After nearly a year, this is what’s become of the health care debate: Democrats hunkered behind closed doors on a bill struggling to gain public support, Republicans lobbing one partisan grenade after the next. 

In the wake of this grinding fight, Obama’s campaign pledge now seems hollow, either hopelessly naïve or deeply cynical. Far from being a show of bipartisan goodwill, the health care debate has proved to be just the opposite, with the most polarized, party-line votes on a sweeping social-reform bill in the modern era. No Republicans voted for the Senate bill Thursday. A single one backed the House version last month.

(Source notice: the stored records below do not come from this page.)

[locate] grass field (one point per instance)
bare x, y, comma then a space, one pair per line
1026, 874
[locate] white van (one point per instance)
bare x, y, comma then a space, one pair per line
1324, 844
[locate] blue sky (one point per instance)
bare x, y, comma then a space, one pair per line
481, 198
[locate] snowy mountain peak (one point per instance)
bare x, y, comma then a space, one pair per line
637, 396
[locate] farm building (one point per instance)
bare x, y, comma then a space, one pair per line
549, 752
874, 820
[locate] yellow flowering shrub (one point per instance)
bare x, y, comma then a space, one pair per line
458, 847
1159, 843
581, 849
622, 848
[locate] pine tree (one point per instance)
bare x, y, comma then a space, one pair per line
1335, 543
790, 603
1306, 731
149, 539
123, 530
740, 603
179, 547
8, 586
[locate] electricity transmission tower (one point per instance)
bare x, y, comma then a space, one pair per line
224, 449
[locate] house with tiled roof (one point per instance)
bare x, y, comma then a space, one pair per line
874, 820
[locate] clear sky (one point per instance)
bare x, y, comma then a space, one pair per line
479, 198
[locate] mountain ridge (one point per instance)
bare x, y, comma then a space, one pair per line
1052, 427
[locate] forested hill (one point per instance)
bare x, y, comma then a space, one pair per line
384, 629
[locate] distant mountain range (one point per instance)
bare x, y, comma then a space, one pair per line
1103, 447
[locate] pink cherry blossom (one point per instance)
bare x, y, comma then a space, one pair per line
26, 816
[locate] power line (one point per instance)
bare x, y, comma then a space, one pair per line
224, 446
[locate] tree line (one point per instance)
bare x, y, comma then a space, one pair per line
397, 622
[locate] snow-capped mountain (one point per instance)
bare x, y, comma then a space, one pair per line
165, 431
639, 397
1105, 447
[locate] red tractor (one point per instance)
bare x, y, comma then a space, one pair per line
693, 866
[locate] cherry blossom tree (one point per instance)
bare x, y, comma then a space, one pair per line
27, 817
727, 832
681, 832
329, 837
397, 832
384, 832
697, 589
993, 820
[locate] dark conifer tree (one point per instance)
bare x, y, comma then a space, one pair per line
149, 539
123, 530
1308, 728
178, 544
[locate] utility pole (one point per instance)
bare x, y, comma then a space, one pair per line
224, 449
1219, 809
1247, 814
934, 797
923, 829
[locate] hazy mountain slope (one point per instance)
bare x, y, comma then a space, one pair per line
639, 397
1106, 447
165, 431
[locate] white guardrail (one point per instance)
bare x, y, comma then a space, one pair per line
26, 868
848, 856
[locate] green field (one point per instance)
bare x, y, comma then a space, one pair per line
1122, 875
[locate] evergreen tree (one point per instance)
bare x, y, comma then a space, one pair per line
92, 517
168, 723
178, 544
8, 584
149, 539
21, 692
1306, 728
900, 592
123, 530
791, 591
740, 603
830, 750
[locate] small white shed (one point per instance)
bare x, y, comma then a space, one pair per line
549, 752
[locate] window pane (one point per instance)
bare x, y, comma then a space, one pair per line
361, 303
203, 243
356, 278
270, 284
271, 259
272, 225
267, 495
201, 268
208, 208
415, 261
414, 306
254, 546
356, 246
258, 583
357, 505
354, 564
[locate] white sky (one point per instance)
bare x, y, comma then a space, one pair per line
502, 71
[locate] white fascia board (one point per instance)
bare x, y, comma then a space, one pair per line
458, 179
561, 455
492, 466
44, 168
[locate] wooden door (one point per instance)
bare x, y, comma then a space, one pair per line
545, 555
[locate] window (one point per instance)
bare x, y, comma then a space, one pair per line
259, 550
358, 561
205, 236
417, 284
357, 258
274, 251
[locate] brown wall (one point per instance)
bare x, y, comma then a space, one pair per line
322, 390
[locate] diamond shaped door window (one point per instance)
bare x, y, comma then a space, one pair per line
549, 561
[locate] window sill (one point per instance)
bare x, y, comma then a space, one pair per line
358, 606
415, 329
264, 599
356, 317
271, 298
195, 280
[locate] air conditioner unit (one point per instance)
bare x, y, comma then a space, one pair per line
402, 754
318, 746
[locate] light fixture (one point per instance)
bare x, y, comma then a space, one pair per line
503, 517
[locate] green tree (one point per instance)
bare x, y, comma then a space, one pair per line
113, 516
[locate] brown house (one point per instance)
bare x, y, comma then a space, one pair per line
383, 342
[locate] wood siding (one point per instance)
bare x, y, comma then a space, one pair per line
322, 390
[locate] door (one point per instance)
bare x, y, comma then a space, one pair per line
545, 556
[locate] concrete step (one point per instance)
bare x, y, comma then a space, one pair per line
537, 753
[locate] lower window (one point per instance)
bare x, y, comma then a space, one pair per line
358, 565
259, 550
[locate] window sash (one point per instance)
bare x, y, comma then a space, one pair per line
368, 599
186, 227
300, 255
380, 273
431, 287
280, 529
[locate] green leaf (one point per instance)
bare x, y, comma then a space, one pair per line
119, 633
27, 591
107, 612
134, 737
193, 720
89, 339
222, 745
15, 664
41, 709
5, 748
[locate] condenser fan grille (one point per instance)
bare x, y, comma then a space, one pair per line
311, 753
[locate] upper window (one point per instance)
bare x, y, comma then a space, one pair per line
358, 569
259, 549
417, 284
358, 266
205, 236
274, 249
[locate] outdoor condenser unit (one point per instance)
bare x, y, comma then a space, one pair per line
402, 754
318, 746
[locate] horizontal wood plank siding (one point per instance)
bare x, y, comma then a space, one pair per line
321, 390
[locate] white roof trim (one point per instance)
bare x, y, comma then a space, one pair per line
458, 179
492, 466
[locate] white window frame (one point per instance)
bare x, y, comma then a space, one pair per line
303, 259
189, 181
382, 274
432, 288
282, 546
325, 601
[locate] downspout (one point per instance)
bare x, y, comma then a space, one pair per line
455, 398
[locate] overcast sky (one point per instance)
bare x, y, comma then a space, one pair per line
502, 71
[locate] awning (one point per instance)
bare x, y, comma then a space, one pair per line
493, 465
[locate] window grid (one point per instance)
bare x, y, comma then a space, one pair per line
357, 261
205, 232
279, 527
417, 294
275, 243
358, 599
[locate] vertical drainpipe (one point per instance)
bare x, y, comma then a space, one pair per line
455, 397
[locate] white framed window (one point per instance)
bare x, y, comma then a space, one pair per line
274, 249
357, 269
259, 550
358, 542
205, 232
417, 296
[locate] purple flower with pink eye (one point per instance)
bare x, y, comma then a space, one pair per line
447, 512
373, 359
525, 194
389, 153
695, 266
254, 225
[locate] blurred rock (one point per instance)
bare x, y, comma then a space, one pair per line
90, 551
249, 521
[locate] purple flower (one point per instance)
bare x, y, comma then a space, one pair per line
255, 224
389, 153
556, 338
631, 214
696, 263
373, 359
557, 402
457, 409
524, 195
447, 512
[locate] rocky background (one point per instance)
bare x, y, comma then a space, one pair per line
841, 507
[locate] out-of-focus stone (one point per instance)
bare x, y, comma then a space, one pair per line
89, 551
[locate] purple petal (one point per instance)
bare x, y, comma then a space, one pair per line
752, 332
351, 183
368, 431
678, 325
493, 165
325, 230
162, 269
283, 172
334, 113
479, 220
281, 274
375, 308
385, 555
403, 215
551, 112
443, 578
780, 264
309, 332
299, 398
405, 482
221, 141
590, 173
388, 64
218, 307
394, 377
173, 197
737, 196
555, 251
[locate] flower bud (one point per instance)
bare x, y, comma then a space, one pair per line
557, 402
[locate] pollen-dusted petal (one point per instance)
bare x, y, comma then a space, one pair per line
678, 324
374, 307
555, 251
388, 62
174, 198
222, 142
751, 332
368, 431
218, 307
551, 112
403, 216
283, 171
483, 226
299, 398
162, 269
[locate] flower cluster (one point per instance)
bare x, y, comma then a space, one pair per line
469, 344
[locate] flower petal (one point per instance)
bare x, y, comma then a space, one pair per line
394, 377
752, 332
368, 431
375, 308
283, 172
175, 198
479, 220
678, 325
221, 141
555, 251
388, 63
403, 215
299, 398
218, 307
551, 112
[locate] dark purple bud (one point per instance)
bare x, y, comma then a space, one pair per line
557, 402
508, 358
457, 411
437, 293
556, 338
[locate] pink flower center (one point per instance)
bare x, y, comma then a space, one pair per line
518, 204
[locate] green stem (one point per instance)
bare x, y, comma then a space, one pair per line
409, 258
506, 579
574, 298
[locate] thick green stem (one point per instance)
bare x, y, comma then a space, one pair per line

In the end, the political stakes proved to be too high — and the philosophical differences too great — for Obama to live up to his lofty rhetoric. In the face of steadfast GOP resistance to his plan, the president retreated from his gauzy campaign vision, eventually abandoning any notion that he’d undertake the sort of shirtsleeve cajoling and compromise he’d need to get Republicans on board. 

Finally, Obama simply didn't need the Republicans - or C-Span cameras - to remake the health care system. House Speaker Nancy Pelosi (D-Calif.) and Senate Majority Leader Harry Reid (D-Nev.) were able to corral enough Democrats to make them irrelevant. So the trio passed health care without them - betting the advantage gained from a political victory now would more than blot out any damage from abandoning Obama's old applause line.

Republican leaders, in turn, put an increasingly high value on blocking any hope of compromise — so much so that they never truly offered a comprehensive alternative plan until the very end. Digging in could rouse their dispirited base by defeating the liberal president on his signature issue, with the built-in rallying cry of facing down a “big government” health plan that defied conservative principles.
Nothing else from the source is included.